Not sure if I am just doing it wrong or it is not possible with GitLab.
I just want to review all changes to a single file for the past 2 months.
Whenever I view “history” - it shows the history a the commit. When I view the file, I can see the last revision but I can’t find a way to look at the revision prior without searching through all previous commits, file by file.
Coming from BitBucket this is one of the features that really seems to be missing. When viewing a file in BitBucket you could see the history in a pulldown (showing all the commits that changed this file) and then clicking on an item would show the changes between that revision and the previous revision. In GitLab you only have show blame (which is nice) which does not allow you to focus on specific recent changes easilly.

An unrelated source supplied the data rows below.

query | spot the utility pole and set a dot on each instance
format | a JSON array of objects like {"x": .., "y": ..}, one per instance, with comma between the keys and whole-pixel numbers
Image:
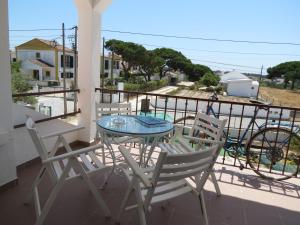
[
  {"x": 75, "y": 67},
  {"x": 102, "y": 65},
  {"x": 64, "y": 69},
  {"x": 262, "y": 67},
  {"x": 112, "y": 66}
]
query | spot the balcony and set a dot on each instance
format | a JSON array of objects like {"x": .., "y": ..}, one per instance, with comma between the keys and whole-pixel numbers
[{"x": 246, "y": 198}]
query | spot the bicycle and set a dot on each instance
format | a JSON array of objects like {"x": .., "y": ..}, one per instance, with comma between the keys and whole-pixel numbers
[{"x": 272, "y": 151}]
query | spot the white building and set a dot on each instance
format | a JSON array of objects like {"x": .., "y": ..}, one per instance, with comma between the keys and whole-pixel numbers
[
  {"x": 43, "y": 60},
  {"x": 117, "y": 65},
  {"x": 238, "y": 84}
]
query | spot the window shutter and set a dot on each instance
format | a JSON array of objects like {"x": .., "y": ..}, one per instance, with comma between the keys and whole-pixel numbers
[
  {"x": 61, "y": 61},
  {"x": 71, "y": 61}
]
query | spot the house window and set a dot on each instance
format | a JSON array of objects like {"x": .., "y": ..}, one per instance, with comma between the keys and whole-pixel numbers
[
  {"x": 68, "y": 75},
  {"x": 36, "y": 75},
  {"x": 106, "y": 64},
  {"x": 68, "y": 61},
  {"x": 116, "y": 65}
]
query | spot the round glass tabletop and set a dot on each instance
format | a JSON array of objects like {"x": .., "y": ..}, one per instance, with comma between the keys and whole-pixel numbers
[{"x": 135, "y": 125}]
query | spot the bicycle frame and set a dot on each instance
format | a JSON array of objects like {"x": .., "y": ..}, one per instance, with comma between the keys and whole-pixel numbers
[{"x": 230, "y": 141}]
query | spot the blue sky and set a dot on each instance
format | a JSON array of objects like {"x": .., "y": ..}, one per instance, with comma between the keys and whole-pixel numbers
[{"x": 255, "y": 20}]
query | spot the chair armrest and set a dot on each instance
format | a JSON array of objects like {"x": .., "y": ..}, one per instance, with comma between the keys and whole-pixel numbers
[
  {"x": 135, "y": 167},
  {"x": 203, "y": 140},
  {"x": 62, "y": 132},
  {"x": 180, "y": 128},
  {"x": 72, "y": 154}
]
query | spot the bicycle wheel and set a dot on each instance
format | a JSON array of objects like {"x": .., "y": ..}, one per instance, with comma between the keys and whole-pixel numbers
[{"x": 274, "y": 153}]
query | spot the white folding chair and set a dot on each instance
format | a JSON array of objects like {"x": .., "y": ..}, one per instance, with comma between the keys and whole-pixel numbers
[
  {"x": 167, "y": 179},
  {"x": 62, "y": 167},
  {"x": 205, "y": 131},
  {"x": 105, "y": 109}
]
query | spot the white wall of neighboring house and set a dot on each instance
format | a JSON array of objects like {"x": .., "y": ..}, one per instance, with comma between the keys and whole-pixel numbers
[
  {"x": 116, "y": 69},
  {"x": 45, "y": 55},
  {"x": 240, "y": 88},
  {"x": 24, "y": 149},
  {"x": 7, "y": 158},
  {"x": 27, "y": 66},
  {"x": 69, "y": 70}
]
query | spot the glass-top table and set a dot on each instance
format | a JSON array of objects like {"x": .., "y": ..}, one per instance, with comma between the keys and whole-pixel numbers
[
  {"x": 139, "y": 126},
  {"x": 148, "y": 129}
]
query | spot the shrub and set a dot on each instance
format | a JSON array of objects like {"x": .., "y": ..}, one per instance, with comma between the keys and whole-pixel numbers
[
  {"x": 210, "y": 79},
  {"x": 219, "y": 89}
]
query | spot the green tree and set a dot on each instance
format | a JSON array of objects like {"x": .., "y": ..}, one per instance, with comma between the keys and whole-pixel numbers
[
  {"x": 290, "y": 71},
  {"x": 150, "y": 64},
  {"x": 171, "y": 60},
  {"x": 19, "y": 84},
  {"x": 196, "y": 71},
  {"x": 210, "y": 79},
  {"x": 132, "y": 54}
]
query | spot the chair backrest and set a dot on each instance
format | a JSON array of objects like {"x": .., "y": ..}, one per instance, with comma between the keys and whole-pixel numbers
[
  {"x": 36, "y": 138},
  {"x": 178, "y": 166},
  {"x": 175, "y": 167},
  {"x": 105, "y": 109},
  {"x": 208, "y": 127}
]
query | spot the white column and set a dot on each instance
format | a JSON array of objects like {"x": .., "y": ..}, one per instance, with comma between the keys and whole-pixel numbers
[
  {"x": 89, "y": 42},
  {"x": 41, "y": 74},
  {"x": 7, "y": 160}
]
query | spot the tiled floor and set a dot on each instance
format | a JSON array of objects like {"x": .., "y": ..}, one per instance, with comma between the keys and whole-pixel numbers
[{"x": 246, "y": 200}]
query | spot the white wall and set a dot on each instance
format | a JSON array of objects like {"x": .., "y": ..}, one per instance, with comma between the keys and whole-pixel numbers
[
  {"x": 7, "y": 160},
  {"x": 24, "y": 149},
  {"x": 60, "y": 69},
  {"x": 254, "y": 88},
  {"x": 45, "y": 55},
  {"x": 240, "y": 88}
]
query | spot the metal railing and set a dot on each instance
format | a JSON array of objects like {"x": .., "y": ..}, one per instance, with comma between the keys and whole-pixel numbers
[
  {"x": 181, "y": 109},
  {"x": 43, "y": 93}
]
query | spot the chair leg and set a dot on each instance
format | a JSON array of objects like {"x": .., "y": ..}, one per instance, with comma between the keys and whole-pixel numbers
[
  {"x": 94, "y": 191},
  {"x": 140, "y": 203},
  {"x": 215, "y": 182},
  {"x": 203, "y": 208},
  {"x": 107, "y": 178},
  {"x": 53, "y": 195},
  {"x": 35, "y": 184},
  {"x": 124, "y": 202}
]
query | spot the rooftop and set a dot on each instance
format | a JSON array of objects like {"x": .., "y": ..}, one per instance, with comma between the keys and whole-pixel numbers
[{"x": 234, "y": 75}]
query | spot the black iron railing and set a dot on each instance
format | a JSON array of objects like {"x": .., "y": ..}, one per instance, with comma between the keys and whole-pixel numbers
[{"x": 182, "y": 110}]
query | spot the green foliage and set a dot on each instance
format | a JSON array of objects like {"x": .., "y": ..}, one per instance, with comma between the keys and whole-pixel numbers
[
  {"x": 159, "y": 60},
  {"x": 219, "y": 89},
  {"x": 210, "y": 79},
  {"x": 171, "y": 59},
  {"x": 15, "y": 67},
  {"x": 133, "y": 54},
  {"x": 151, "y": 63},
  {"x": 196, "y": 71},
  {"x": 289, "y": 70},
  {"x": 146, "y": 86}
]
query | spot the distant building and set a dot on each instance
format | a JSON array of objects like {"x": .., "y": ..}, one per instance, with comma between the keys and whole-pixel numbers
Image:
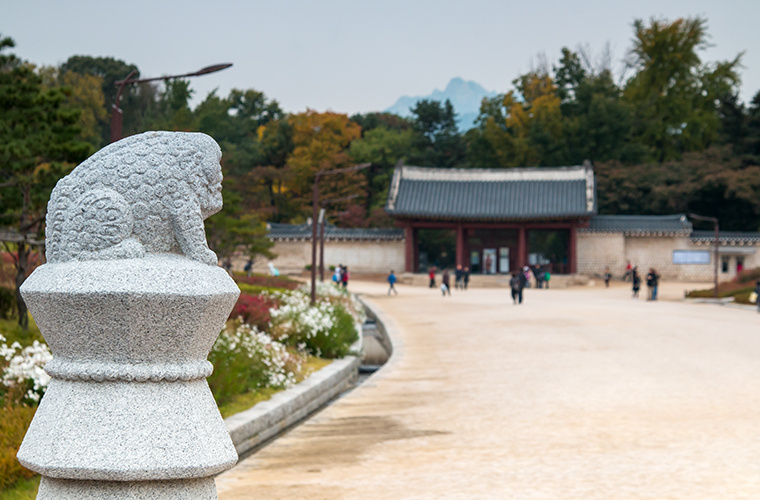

Then you have listed history (commits) for that one file on a selected branch (which you can also change from a dropdown at the top). There is also filter by author, and search by commit message filter.
After clicking on a commit, it shows you the diff.
If you want to see history more like a live diff between different commits, I think that is not possible… I personally prefer to do that locally with a git tool like SourceTree.
The problem with that history button is that you lose the context of that specific file. It shows me the entire history (not just the things that affected that file) and then when clicking an history item it shows me the entire commit and not just that file. The pulldown in BitBucket shows only changes that affected that file and clicking on them shows the diff only for that file.